After shrugging off a pending anti-outsourcing bill in the US Congress, the government said the country’s business process outsourcing (BPO) industry has set its sights on higher-value areas of the industry to sustain the growth started by call centers.
The country’s Information and Communications Technology Office (ICTO), an agency attached to the Department of Science and Technology, said the local BPO industry aims to establish itself in the fields of healthcare information management, finance and accounting, human resources and creative processes.
Efforts to promote these sectors would go hand in hand with the continued development of the country’s call-center industry now tagged as the biggest in the world.
“We are the world’s number one call center provider and we intend to attain market leadership in the United Kingdom and Australia as well,” ICTO Deputy Executive Director Alejandro Melchor said in a statement.
“With our new development programs for the BPO industry, we also intend to position the Philippines as a world leader in Healthcare Information Management Outsourcing, Finance and Accounting Outsourcing, HR Outsourcing, and Creative Process Outsourcing.
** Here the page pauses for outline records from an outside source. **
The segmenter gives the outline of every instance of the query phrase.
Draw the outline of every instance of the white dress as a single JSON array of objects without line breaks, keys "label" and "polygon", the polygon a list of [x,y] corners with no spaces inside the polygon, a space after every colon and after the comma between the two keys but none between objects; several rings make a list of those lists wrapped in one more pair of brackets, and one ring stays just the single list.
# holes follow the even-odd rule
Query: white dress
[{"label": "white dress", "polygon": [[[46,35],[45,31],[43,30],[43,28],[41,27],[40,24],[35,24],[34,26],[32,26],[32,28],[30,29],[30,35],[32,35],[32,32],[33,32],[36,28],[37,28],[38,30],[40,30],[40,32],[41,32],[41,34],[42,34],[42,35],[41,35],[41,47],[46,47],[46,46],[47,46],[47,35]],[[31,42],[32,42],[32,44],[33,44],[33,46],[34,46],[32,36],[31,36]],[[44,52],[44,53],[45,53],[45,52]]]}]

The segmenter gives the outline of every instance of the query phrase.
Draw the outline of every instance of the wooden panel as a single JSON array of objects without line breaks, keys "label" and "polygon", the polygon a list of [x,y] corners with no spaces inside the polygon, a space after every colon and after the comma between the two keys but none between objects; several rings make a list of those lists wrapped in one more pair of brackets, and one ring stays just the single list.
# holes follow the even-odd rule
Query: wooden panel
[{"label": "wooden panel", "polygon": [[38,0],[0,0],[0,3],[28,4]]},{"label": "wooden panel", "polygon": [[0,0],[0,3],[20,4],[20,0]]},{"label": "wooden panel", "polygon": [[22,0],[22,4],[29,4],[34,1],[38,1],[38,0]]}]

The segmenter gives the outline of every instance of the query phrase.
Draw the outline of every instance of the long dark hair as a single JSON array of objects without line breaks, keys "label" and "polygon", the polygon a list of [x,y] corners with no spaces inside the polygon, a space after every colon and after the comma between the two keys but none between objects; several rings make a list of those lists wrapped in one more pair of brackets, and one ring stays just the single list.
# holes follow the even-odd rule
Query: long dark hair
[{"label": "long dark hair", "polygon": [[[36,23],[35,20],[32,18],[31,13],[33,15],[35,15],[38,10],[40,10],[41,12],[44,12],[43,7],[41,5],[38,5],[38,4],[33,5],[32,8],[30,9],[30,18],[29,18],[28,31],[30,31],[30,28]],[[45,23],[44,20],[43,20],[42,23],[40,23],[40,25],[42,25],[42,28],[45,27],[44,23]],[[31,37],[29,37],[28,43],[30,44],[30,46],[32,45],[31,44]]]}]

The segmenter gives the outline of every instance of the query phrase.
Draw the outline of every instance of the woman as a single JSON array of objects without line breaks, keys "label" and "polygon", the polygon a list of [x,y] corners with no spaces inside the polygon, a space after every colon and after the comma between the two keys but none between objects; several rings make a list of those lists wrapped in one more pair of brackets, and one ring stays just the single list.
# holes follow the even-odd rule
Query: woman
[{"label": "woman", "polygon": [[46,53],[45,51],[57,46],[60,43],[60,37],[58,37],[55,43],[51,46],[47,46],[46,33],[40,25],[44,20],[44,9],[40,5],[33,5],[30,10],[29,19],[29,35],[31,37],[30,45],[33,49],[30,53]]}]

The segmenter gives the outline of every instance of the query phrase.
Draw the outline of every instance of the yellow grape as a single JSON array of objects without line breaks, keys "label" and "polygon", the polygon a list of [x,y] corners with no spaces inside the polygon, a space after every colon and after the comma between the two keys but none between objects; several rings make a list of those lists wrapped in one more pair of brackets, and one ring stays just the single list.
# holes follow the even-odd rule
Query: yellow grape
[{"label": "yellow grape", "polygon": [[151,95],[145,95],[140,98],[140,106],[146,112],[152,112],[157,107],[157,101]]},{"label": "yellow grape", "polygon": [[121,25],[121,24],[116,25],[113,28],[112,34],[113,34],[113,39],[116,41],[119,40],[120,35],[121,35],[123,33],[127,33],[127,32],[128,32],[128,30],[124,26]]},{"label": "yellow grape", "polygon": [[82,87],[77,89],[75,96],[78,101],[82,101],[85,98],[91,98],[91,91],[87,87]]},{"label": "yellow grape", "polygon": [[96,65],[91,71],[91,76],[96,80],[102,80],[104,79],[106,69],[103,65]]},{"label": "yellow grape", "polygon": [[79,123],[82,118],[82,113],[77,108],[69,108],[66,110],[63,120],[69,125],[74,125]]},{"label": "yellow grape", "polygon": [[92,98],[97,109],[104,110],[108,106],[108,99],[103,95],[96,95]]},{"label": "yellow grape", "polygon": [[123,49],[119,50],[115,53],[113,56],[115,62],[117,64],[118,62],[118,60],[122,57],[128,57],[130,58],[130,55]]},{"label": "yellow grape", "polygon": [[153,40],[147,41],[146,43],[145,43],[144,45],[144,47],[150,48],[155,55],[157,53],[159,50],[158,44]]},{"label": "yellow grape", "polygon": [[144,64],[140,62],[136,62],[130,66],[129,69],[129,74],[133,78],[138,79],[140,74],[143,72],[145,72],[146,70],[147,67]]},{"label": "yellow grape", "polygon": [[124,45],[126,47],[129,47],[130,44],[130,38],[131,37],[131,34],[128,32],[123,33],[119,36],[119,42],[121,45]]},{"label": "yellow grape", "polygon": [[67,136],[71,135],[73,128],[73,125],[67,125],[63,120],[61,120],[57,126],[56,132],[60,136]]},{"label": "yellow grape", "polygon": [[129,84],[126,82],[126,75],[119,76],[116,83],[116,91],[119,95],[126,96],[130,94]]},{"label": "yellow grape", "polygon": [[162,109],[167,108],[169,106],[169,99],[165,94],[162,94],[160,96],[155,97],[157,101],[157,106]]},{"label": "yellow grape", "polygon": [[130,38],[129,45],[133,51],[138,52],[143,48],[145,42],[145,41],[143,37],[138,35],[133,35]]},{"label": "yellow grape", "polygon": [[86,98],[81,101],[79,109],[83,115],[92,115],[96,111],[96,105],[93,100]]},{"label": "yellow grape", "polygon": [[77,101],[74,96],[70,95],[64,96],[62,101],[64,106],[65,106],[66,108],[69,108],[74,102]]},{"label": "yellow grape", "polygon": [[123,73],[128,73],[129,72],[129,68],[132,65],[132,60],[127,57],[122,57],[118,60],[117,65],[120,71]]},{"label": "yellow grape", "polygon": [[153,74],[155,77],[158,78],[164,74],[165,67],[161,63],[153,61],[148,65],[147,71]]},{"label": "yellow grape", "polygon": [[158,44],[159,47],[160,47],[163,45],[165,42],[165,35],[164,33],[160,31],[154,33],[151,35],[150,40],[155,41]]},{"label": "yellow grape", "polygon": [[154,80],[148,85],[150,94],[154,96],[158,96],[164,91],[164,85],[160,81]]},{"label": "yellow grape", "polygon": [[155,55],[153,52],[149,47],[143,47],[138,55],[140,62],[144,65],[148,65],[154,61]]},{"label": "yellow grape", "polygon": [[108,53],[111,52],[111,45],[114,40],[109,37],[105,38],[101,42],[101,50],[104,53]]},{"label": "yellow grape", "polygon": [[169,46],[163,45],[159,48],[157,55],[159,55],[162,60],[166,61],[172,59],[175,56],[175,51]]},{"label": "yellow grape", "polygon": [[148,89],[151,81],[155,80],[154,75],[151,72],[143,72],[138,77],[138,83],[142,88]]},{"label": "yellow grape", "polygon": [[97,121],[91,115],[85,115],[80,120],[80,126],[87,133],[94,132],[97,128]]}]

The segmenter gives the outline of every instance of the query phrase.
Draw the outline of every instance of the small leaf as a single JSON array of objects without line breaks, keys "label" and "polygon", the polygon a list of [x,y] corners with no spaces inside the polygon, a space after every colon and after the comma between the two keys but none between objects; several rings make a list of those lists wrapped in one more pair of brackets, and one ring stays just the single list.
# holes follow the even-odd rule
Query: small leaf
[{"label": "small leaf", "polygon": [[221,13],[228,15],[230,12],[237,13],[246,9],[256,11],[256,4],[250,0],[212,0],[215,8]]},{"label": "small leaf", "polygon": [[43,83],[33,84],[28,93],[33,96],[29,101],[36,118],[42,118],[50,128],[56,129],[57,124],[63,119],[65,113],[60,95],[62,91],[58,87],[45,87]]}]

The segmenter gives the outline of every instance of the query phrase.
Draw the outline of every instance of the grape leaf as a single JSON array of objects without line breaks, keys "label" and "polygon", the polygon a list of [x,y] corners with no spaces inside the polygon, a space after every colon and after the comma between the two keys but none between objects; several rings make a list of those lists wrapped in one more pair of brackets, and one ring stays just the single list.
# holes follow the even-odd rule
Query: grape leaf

Our goal is to double our market share by 2016 in Information Technology Outsourcing, Engineering Services Outsourcing and Multilingual BPO,” Melchor said.
The industry posted over $9 billion in revenues in 2011, or an estimated 5 percent of gross domestic product (GDP).
The ICTO said the government target was for this to increase to 8.6 percent of GDP by the end of the Aquino administration.
This translates to about $25 billion in revenues by 2016.
“We are expecting BPO not only to contribute significantly to the GDP in the next five years; its most significant impact would be on employment,” ICTO Executive Director Louis Casambre said.
He said the government, through the ICTO, would launch several new initiatives that aim to improve the quality of college graduates in the country who can eventually seek employment in BPO companies.
“Our programs are not limited to that of industry but also improving the quality of our graduates and improve their chances of landing jobs not only in the BPO sector but in other industries as well,” he said.
The Business Processing Association of the Philippines (BPAP) was equally optimistic about the industry’s prospects, noting that the sector could create over four million jobs—1.3 million direct and about three million in support industries such as construction and retail—in the country in five years.
This will be possible, however, “only if the industry can further step up its partnership with government,” BPAP chairman Alfredo Ayala said.